‘Regional Pay’ will be Cameron’s Poll Tax moment
It is likely that Chancellor George Osborne will announce plans in the budget to introduce Regional Pay. This will mean workers in Wales will be paid less than their counterparts in parts of England for doing the same job.
Instructions have already been given to the NHS pay commission to pave the way for regional pay.
This forms part of a series of Tory policies which aim to introduce regional benefits and regional national minimum wage.
The changes are so fundamental and radical they could lead to major social unrest and contribute to the break up of the United Kingdom.

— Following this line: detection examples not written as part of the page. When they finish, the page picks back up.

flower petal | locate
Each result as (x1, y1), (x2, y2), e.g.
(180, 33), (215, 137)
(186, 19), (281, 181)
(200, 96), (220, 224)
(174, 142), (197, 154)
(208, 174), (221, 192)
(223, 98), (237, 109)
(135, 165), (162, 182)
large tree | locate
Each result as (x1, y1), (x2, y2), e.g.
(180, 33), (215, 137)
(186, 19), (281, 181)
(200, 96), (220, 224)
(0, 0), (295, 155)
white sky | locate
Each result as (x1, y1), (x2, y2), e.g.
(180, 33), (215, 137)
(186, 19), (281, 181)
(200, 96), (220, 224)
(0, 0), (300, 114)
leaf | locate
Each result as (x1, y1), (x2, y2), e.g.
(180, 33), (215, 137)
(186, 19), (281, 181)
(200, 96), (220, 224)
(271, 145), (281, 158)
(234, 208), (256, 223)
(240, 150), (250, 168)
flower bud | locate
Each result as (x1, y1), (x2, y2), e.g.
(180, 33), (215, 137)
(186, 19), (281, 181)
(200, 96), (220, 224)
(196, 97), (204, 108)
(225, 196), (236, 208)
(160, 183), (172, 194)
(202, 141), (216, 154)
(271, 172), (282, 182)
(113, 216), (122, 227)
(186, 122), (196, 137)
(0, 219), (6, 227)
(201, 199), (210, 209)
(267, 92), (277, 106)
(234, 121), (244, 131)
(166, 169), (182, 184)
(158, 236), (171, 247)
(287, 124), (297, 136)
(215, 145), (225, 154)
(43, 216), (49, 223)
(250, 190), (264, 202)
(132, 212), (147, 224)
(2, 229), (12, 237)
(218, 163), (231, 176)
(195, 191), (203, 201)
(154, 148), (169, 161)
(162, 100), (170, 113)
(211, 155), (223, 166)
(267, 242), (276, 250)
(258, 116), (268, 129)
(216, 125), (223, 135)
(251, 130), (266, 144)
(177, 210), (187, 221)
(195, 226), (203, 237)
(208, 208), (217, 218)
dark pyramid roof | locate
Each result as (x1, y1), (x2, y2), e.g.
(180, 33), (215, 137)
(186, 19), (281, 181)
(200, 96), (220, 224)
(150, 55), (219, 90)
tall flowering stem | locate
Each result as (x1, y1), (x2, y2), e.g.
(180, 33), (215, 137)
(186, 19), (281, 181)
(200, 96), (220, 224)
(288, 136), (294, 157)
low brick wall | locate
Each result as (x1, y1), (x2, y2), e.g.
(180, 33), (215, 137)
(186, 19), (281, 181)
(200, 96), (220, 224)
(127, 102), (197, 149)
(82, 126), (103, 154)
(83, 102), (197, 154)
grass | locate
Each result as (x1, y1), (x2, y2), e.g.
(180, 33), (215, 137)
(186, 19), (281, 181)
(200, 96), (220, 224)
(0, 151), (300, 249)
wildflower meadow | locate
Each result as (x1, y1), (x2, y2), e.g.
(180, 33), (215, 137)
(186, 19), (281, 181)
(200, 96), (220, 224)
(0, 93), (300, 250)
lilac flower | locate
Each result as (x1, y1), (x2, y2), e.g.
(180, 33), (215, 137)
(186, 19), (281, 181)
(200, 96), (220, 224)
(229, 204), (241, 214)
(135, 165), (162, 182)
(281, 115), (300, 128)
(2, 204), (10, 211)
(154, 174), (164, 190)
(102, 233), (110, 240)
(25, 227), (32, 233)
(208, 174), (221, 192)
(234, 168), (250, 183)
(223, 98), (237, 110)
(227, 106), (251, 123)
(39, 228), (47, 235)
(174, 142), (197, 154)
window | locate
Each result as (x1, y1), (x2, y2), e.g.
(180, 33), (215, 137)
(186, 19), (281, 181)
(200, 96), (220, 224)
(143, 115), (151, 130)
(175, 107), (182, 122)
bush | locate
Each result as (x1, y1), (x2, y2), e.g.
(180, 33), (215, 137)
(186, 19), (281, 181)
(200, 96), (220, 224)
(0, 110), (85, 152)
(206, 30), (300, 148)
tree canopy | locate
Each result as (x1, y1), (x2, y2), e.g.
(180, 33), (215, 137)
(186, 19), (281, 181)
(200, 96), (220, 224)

The Government has not thought out the social consequences of this policy. They may see it as a means to cut public spending but its consequences will run far deeper. It represents an attack and undermining of the United Kingdom’s social infrastructure. It will inevitably lead to the introduction of regional benefits and to regionalisation of the national minimum wage. This is inevitable if regional pay is introduced.
It will result in a downward spiral of wages and terms and conditions of employment. Already we see developments in Wales leading increasingly to a minimum wage economy with increasing reliance on parts of the economy on zero hour type contracts.
Since the Second World War there has been a UK hegemony which maintained a UK-wide social infrastructure based on UK-wide pay and terms and conditions as a consequence of national pay bargaining. This and the UK-wide benefits system and social legislation has ensured a consistent redistribution of wealth from richer to poorer areas of the United Kingdom. What the Tories and Lib Dems are doing is destroying this and unravelling the very social structure that has given purpose to the United Kingdom.
The impact of these policies will be disastrous on Wales and poorer parts of England. Once people fully understand what is happening and the impact of these policies begins to take effect on top of the public spending cuts, I believe we will see a growth of public and industrial protest and massive civil unrest. The Poll Tax riots will be nothing compared to the consequences of these policies. Industrial Action and Civil Disobedience is a potent combination.
Another consequence will be the increased constitutional fragmentation of the UK.
I don’t wish to scaremonger, but these policies frighten me. They are a direct assault on our social fabric and will lead to the institutionalisation of regional poverty. These policies exceed the fulfilment of Margaret Thatcher’s dream of a competitive UK economy based on low wages and minimal terms and conditions. Even she wasn’t prepared to consider policies which could lead to the break up of Britain.